Peter, et al
Thanks for your advice, great posts, and wealth of information. Nickel Steamroller was particularly helpful.
Unforuntately, I live in a state whereby I can only invest in the secondary market, with Lending Club. At face value, the secondary market flys in the face of what I'm trying to achieve with P2P lending; having a direct impact on the lending environment.
As to the secondary market, there appears to be a very high level of competition for a relatively small population of notes that are priced attractively. The secondary market is very interesting, but...a lot of people are fishing, in a very small pond, with the same bait.
I've even considered an alternative strategy, a very high risk approach, investing in notes that are in grace period or less than 30 days late, given there are good statistics on recovery, ~15% and ~25%, respectively, which can be baked into the price. However, this strategy addresses an even a smaller population of notes, and the asking prices tend not to reflect the associated risks.

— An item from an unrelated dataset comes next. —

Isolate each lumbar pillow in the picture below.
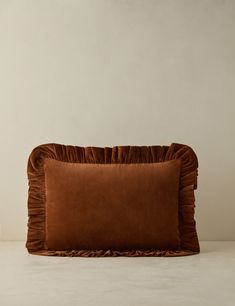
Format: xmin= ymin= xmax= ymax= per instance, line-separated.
xmin=26 ymin=143 xmax=200 ymax=257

As a result of the above, I'm not prepared to jump into this market. But, I am intrigued and will continue to watch the secondary market.
If it makes sense to start a discussion on the main forum into high risk strategies on the secondary market, let me know and I will start it. I just don't want to waste anyone's time with esoteric strategies.
Thanks again to this group of engaged and focused investors, especially for taking the risks on the right thing to do and making a market.